Both boys are from Lhokseumawe, east of Banda Aceh, an area rich in oil and gas and home to Exxon Mobil Oil. Earlier I had met a woman with a second-hand Exxon Mobil-emblazoned T-shirt stating the oil company was a partner in the community. But there was little evidence of that in the camps and shelters. The chief of one of the affected districts, Tanah Pasir Abu Bakar, says that two weeks ago he approached Exxon Mobil about providing uniforms, but still awaits a reply.

Bertus Louw, a trauma counsellor with Global Relief, says: "Children are severely traumatised and drawings like these give them an opportunity to express what has happened to them." He says 70 per cent of what the children draw is very similar, with huge waves and dead bodies.

Global Relief is training local counsellors to help children like the unnamed 11-year-old girl who grabbed her five-year-old brother but eventually, as her strength waned, had to let him go. Or the children who survived by clinging on to dead bodies in the water.

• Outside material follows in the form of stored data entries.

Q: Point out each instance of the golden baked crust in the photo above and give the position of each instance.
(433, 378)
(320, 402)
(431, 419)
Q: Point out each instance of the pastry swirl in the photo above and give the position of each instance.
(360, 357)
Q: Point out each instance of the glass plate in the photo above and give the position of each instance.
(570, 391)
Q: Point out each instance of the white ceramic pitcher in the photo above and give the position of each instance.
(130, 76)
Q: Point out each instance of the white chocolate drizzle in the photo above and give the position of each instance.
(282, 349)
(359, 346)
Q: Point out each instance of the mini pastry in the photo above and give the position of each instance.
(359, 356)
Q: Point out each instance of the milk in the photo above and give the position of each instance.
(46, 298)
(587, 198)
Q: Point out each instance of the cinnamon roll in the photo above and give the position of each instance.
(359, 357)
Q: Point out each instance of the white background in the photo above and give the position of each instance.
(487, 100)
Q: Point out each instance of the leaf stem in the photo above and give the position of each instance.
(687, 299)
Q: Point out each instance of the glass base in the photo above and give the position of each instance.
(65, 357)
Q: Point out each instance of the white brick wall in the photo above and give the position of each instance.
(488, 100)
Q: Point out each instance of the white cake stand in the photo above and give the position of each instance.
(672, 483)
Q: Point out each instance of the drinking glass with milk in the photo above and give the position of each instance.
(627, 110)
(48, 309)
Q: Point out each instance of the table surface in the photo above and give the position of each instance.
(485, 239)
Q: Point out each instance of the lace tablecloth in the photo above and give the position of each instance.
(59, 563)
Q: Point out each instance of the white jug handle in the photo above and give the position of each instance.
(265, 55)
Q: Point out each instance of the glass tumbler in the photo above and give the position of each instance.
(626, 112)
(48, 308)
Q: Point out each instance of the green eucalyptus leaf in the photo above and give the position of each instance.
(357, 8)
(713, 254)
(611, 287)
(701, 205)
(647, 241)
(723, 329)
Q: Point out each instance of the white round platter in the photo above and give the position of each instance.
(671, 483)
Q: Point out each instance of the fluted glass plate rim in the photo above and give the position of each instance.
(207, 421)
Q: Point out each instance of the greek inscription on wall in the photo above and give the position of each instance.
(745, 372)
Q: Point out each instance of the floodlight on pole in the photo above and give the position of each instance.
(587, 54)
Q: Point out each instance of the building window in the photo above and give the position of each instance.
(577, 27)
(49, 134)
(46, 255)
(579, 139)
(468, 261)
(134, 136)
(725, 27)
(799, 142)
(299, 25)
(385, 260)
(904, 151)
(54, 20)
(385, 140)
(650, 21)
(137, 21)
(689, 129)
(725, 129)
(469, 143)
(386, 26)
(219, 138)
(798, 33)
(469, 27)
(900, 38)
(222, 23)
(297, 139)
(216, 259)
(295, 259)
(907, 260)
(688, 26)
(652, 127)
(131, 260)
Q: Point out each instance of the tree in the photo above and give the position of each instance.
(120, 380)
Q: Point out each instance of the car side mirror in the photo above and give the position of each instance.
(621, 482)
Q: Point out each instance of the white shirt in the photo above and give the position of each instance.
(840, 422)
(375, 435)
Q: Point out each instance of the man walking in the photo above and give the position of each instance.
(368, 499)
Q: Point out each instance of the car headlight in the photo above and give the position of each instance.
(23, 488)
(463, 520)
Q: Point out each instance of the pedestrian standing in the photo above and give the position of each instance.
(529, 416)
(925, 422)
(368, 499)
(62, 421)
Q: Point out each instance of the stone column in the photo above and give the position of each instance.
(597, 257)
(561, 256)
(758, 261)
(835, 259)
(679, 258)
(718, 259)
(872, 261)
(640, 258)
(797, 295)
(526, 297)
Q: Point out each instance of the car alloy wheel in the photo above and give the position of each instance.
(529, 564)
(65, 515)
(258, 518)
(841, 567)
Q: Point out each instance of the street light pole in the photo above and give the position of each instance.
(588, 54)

A recent assessment by the World Health Organisation estimates that up to half the affected population may be experiencing significant psychological distress, with 5-10 per cent possibly developing psychiatric disorders.

"The tsunami has had a profound effect on children which will require a long-term commitment to promote a protective, nurturing environment," says UNICEF emergency officer Shannon Strother. "What these children need now is structure and their friends to help in the healing process. Education needs to be the highest priority," she argues.

UNICEF's Back to School campaign is encouraging and enabling all children to return to classes, even if these take place in temporary camps or damaged buildings. They provide school kits and support for the cleaning and rehabilitation of premises.

But with more than 750 school buildings throughout Aceh destroyed or washed away by the tsunami, and at least 1,700 teachers lost - and with the disappearance of 30 per cent or more of school-going children in some areas - the task facing government and international and local organisations is huge.

Indonesia's Minister for Education, Bambang Soedibyo, told reporters that his government would restore the entire education system by 2009. He said they would be allocating US$41.7 million for rehabilitation this year.

For children like Rusle and Muska, it cannot be soon enough.